The 10th Victim would've done better to concentrate itself on the action-filled hunts rather than the subplot revolving Marcello's hopeless love life involving his ex-wife and mistress. This culminates into a ridiculous sequence where his ex-wife and mistress turn up at a graveyard and start shooting at Marcello and Caroline (Towards the end of this scene, Olga finds a handsome spectator in the middle of the graveyard and leaves Marcello's ex-wife all alone).

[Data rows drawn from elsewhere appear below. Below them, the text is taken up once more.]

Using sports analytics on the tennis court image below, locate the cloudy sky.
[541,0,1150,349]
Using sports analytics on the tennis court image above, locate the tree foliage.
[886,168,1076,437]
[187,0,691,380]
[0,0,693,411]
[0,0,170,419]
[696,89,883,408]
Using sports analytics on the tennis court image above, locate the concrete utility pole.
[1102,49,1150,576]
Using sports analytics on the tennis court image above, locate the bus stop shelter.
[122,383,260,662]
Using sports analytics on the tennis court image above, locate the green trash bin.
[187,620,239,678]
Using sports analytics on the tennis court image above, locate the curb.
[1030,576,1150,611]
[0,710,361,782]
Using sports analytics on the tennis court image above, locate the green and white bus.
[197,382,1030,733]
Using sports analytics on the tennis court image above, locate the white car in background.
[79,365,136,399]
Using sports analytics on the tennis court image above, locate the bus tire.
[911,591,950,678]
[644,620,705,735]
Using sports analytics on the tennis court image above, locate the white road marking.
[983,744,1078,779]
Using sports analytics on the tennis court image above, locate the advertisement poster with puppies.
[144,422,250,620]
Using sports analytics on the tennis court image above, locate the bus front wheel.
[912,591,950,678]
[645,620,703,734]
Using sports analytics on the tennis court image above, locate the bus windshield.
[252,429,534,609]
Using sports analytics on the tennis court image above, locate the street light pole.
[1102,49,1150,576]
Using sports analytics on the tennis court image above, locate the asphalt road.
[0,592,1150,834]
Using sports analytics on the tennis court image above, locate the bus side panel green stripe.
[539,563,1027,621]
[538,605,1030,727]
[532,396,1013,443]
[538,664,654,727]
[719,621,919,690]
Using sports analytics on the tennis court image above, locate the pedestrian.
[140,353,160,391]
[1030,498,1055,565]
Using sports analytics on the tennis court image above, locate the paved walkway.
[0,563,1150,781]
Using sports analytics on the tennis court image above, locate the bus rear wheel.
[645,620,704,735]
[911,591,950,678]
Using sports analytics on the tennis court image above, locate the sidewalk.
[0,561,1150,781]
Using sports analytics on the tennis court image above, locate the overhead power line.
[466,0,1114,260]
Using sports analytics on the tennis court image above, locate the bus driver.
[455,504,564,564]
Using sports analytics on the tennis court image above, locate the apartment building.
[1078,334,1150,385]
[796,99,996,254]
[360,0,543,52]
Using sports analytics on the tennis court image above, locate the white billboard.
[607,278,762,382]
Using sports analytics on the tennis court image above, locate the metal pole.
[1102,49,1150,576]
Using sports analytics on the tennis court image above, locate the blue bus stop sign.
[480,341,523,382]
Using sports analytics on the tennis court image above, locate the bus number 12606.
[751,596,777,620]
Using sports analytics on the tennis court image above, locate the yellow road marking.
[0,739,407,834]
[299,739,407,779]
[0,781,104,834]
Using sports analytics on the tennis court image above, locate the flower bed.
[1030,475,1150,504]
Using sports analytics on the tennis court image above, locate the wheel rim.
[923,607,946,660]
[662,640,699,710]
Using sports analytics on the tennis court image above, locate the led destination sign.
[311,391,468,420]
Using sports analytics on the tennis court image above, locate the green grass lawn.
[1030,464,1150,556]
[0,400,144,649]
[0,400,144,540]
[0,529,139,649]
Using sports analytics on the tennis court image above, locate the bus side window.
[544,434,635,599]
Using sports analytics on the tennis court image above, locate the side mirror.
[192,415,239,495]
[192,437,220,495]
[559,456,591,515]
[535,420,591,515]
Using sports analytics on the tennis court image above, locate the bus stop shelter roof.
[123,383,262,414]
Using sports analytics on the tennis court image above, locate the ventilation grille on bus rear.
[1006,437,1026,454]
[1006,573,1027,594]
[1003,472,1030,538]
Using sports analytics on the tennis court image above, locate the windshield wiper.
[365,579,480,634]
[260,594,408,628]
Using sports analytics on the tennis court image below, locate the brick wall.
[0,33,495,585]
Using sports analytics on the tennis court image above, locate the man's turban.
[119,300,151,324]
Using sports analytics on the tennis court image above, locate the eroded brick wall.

One of the better aspects about the film is the way it envisions its future world. The 60s version of future is filled with gadgets including robots, funky architecture and futuristic weapons. Yet, we see that some things never change. So, we have the futuristic cults like the sunset worshippers and the moon worshippers.

The cults make as little sense as one would expect from them and the commercial exploitation angle is well explored. Marcello discloses to Caroline that his entire participation in the cult-business was for money.

The movie would be enjoyed by fans of Ursula Andress and Marcello MastroianniElio Petri would go on to direct important films like The Working Class Goes to Heaven, We Still Kill the Old Ways and the Academy award-winning Investigation of a Citizen Above Suspicion.